Famous or interesting people of Camden, NJ throughout the years.
Edward N. Cohn
Edward Cohn had partnered with Joseph E. Roberts, president of the West Jersey Railroad Company. He would later also partner with George Holl. The Roberts and Cohn real estate firm was located at 105 Market Street.
Lindley M. Garrison
Lindley M. Garrision entered the cabinet of President Woodrow Wilson on March 5, 1913, serving as secretary of war until February 10, 1916. Garrison and Wilson never fit well together. Garrison was much more willing to intervene militarily overseas than was the President.
In September of 1907 he helped launch Woodrow Wilson’s political career by helping Wilson gain the nomination for New Jersey governor. On April 28, 1908 he was named as a Delegate-at-Large to the national Democrat convention.
Morris J. Steelman
Morris Steelman became one of the best sandlot baseball players in South Jersey in the 1890s. He went on to have a long career as a professional baseball player, then became a policeman in Camden, New Jersey.
Isaac Anderson was primarily known as a Camden Firefighter from 1872 to around 1888, suffering an injury. He also worked for the Pennsylvania Railroad and as a stable boss.
Herbert Anderson was a respected Camden police officer who served in the National Guard and U.S. Army after working as a wiper in an engine house.
Stephen Decatur Button
Stephen Button designed many well-known buildings and also the Richard Fetters School, Mickle School, the 1st Presbyterian and 2nd Presbyterian churches in Camden.
V. McClellan Fulton
V. McCLELLAN FULTON was born in Maryland around 1884. He had his first Studebaker dealership in 1909, and married at the age of 27. Known as “Mac” Fulton, he operated a Studebaker automobile agency in Camden for at least 30 years.
Charles T. Humes, Jr.
Charles T. Humes was a police captain for the Camden Police Department, as well as a reporter and columnist for the Courier-Post.
Stephen Parsons owned a number of hotels in Camden and was a prominent member of the city in the mid-1800’s.
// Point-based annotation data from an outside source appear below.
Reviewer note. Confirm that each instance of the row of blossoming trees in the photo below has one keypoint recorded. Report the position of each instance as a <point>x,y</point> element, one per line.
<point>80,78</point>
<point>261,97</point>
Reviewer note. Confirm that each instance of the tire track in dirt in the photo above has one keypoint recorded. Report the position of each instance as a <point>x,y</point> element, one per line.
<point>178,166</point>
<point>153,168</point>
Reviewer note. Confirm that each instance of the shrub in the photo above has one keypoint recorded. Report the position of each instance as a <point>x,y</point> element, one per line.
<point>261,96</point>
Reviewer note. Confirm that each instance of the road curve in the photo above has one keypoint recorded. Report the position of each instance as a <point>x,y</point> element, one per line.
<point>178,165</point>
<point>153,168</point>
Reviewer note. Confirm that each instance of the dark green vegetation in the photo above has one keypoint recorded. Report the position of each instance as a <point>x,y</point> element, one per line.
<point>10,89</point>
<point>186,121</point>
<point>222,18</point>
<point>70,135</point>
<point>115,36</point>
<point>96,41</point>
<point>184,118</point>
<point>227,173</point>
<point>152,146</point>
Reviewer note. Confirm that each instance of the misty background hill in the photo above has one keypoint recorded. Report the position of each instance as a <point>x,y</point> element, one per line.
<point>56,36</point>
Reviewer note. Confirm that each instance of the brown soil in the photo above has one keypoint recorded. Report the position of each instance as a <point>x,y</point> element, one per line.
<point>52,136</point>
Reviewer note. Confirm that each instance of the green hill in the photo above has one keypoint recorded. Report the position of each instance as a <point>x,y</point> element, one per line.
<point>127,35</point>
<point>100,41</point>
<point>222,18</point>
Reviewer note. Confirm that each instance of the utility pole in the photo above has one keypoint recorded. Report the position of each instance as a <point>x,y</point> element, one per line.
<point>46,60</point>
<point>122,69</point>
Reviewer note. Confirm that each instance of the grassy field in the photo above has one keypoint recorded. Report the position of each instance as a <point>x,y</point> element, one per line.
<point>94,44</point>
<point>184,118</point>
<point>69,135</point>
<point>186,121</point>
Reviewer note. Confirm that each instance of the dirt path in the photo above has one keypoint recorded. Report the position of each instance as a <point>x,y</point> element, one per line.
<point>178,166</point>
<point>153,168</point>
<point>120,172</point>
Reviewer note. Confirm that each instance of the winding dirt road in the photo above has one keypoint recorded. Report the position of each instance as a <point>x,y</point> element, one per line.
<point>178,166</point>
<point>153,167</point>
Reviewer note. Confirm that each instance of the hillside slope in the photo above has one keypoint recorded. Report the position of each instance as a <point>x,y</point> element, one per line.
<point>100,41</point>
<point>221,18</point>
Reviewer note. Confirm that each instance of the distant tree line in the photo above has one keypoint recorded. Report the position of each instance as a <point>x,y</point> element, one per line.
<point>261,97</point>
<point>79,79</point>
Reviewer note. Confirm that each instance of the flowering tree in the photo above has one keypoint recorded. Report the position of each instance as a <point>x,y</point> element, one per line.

He was an active member of the Independent Order of Odd Fellows.
Skylar served for ten years under the Camden Police Mounted Unit before he was retired as a Rutgers University Mounted Patrol, which is the only student-run mounted unit in the nation. He was a familiar sight all around Camden and in his second career, in and around the Rutgers campus on Penn Street west of North Fifth.